PIED PIPER
(director: Irving Pichel; screenwriters: Nunnally Johnson/ based on the novel by Nevil Shute; cinematographer: Edward Cronjager; editor: Allen McNeil; music: Alfred Newman; cast: Monty Wooley (Howard), Roddy MacDowell (Ronnie), Anne Baxter (Nicole Rougeron), Otto Preminger, (Major Diessen), J. Carrol Naish (Aristide Rougeron), Marcel Dalio (Focquet), Peggy Ann Garner (Sheila), Lester Matthews (Mr. Cavanaugh), Jill Esmond (Mrs. Cavanaugh), Merrill Rodin (Willem), Maurice Tauzin (Pierre), Fleurette Zama (Rose), Ferike Boros (Madame); Runtime: 86; MPAA Rating: NR; producer: Nunnally Johnson; Twentieth Century-Fox; 1942)
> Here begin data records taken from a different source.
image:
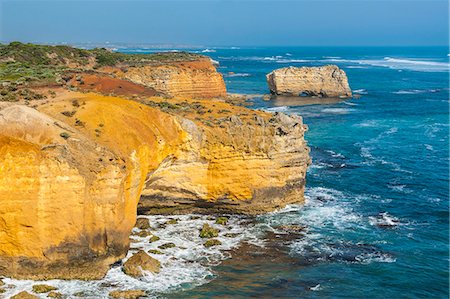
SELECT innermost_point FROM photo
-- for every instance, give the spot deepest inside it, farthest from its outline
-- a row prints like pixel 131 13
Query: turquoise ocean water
pixel 376 219
pixel 377 211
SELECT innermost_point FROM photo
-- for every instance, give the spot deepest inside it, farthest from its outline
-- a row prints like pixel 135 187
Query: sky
pixel 228 22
“sentimental wartime story that never fully recovers from its contrivances.”
Reviewed by Dennis Schwartz
Irving Pichel (“Martin Luther”/”She”/”The Most Dangerous Game”), muting the realities of war,directs this sentimental wartime story that never fully recovers from its contrivances. It’s based on the novel by Nevil Shuteand is written byNunnally Johnson.
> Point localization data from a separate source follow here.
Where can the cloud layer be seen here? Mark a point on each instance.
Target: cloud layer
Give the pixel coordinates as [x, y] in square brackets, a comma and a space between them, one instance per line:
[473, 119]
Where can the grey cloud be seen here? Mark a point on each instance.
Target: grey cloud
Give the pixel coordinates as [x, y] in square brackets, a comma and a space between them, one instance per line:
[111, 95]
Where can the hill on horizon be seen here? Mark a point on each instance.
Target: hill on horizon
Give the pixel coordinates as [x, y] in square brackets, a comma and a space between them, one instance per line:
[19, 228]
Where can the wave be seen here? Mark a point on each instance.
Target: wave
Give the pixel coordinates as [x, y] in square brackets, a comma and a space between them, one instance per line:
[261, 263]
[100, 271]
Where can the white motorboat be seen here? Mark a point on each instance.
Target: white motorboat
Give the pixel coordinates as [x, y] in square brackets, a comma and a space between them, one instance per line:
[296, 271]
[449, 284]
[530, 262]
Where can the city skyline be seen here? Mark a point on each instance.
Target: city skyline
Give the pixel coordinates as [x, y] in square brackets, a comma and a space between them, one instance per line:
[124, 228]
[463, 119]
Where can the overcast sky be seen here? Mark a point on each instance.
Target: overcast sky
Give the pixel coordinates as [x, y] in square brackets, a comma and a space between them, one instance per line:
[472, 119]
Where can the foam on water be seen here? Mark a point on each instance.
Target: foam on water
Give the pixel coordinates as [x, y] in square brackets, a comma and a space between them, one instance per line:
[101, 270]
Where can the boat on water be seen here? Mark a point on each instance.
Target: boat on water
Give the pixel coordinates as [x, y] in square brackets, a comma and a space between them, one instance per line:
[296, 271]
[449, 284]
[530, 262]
The elderly, stubborn, crotchety, gruff, misanthrope, Mr. Howard (Monty Wooley), a patriotic Englishman, whose offer to help the war effort was turned down by every government agency, is vacationing in eastern France during the summer of 1940 when Hitler invades France and is set to invade Great Britain. League of Nation Brit diplomat Mr. Cavanaugh (Lester Matthews) and his wife (Jill Esmond) plead with Howard, staying at the same holiday lodge, to take their young children with him when he returns to London by train, as dad goes to his next assignment in Geneva and doesn’t want the kiddies in that potential hotspot but prefers they stay with an aunt at Plymouth. Despite hating children Howard takes the adolescent Ronnie (Roddy MacDowell) and his younger sister Sheila (Peggy Ann Garner) by train, but the train is halted in Joigny and Howard is forced to take a bus to Chartres. There the little French girl Rose, whose father is a waiter in London, joins Howard despite his reluctance to also have her in his charge. When German planes attack and kill almost everyone on the bus stuck on the road, Howard and his party taking a swim by the river while the bus was being repaired are safe and are now joined by a shell-shocked French Jewish boy Pierre whose parents were killed in the bus attack. Soon a Dutch boy named Willem somehow joins their party, as Howard goes to the Chartres home of the Rougerons for aid. They are French natives whom Howard met while on vacation the previous summer. Howard is helped by Nicole Rougeron (Anne Baxter), their pretty daughter, to get a train to the Brittany seaside, where she selflessly arranges with the brave fisherman Focquet (Marcel Dalio) to transport Howard and the urchins across the Channel. But before they depart, Major Diessen (Otto Preminger), a Gestapo officer, detains them and accuses Howard of being a British spy in his interrogation. Howard now assumes a sympathetic pose, as he refuses to back down from the Nazi major and shows he’s ready to sacrifice his life for the children’s safety.
It’s a film that probably played better when released, as the dramatics lose much of the urgency when not viewed during the uncertain and tense early war days.
Though not a particularly strong film other than its emotional charge for the war effort, it was nominated for Best Picture that year.